Once they were outside, Isodores pulled Nicias to the side. ‘You want to come with me tonight?’

‘Tonight?’ Nicias raised his eyebrows. ‘Where?’

‘To the beach.’

‘The beach? What is in the beach?’

‘Our professors,’ Isodores whispered in his ear.

‘What do you mean?’ Nicias gasped.

‘I have been observing them for a while.’

‘You mean you have been spying on them,’ Nicias shrieked, frightened.

‘Shush! I said no such thing. I said observing.’

‘They are the same thing,’ Nicias shrieked again.


The conversation immediately halted when two students appeared in the corridor. Isodores leaned against the wall and watched them passively as they walked by.
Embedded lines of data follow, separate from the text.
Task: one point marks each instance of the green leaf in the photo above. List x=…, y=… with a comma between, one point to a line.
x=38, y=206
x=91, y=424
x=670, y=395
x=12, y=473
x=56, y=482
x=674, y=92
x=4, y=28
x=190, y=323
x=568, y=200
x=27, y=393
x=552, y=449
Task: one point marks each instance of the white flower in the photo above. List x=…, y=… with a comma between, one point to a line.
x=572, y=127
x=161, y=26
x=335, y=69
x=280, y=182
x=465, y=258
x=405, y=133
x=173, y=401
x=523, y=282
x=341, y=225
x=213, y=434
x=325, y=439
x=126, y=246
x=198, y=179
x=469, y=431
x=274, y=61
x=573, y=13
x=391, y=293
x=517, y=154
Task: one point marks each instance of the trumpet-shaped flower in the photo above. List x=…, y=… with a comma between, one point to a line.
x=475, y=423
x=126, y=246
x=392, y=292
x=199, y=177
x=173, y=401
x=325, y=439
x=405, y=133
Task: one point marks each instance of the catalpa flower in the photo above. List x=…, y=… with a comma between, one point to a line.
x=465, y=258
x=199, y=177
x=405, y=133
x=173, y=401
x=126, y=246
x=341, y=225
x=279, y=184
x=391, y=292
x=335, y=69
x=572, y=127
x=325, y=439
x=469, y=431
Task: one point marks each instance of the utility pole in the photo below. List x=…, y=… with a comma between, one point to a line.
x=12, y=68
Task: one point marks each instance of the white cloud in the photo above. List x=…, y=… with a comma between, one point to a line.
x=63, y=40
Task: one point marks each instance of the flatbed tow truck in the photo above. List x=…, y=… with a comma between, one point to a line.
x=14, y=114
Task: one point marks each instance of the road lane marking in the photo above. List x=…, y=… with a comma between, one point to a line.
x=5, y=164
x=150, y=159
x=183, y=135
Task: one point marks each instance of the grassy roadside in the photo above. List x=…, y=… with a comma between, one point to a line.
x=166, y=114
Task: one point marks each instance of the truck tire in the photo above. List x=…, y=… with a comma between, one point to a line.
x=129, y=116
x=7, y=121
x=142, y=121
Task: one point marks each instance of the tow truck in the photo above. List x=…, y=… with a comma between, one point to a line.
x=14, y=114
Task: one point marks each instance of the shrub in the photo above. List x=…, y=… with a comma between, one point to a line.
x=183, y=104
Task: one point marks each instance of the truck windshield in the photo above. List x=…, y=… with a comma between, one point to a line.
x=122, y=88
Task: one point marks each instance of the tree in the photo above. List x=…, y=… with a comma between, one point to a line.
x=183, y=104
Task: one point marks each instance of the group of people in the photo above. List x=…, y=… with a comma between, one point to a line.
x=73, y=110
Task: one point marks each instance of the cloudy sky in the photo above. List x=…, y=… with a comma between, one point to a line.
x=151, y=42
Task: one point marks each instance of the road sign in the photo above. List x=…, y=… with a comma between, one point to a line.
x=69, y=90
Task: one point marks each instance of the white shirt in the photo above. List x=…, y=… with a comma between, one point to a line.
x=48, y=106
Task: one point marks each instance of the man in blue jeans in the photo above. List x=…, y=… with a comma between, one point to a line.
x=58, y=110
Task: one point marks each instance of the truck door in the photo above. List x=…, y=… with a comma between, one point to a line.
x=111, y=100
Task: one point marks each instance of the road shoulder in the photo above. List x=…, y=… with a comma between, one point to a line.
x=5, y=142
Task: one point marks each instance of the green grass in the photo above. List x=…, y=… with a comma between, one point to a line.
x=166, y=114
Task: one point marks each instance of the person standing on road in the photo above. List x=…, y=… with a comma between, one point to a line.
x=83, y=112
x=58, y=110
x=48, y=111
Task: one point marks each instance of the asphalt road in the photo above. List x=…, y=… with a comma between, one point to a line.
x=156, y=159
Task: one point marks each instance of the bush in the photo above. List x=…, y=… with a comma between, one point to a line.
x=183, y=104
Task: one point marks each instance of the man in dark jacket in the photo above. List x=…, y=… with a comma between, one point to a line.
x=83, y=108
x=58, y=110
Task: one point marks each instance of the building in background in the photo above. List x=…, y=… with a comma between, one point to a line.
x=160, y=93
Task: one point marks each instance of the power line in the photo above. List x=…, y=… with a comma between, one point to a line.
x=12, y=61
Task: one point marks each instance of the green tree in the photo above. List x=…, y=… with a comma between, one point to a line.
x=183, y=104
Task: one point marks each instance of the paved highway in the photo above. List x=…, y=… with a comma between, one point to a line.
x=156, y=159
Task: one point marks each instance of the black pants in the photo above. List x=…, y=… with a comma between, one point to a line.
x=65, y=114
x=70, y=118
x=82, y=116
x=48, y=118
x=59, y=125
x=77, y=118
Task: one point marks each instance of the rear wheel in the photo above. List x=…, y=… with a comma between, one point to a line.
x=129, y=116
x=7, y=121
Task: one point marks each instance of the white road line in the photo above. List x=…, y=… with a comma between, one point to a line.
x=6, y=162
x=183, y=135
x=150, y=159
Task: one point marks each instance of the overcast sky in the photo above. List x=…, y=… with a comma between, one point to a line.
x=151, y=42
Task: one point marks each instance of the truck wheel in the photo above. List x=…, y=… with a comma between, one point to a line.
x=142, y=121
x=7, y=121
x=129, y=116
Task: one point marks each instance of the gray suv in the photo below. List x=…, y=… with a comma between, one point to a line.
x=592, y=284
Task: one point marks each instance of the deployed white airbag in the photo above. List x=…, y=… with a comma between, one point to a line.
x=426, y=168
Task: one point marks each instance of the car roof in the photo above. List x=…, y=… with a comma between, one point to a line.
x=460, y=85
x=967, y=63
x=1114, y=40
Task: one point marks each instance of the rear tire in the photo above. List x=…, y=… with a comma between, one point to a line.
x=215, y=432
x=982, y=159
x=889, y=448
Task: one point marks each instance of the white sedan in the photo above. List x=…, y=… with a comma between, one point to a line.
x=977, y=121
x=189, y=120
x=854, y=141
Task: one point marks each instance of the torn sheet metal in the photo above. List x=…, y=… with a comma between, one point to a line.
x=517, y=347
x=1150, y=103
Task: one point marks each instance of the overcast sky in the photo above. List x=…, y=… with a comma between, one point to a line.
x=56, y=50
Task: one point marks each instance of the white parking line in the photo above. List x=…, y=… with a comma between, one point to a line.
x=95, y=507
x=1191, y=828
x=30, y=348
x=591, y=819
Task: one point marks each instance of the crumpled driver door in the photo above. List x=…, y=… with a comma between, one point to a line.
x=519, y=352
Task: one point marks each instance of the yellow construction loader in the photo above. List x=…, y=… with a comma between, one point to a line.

‘We don’t know anything about these men,’ Isodores resumed, once they were alone again. ‘They came out of nowhere and no one, not even my father, ever bothered to ask them where they were from. Now, I find out that just about every night they walk around our shores as if they are looking for something. I need to know what is going on with them.’

Nicias stiffened his body to stop himself from shaking. The respect that their professors had in Atlantis was tremendous. To spy on them would be akin to an act of sacrilege.

‘But you are the future king. You can’t go around spying on people,’ Nicias tried to reason, though he knew it was in vain. Once Isodores set his mind on something, there was no changing it.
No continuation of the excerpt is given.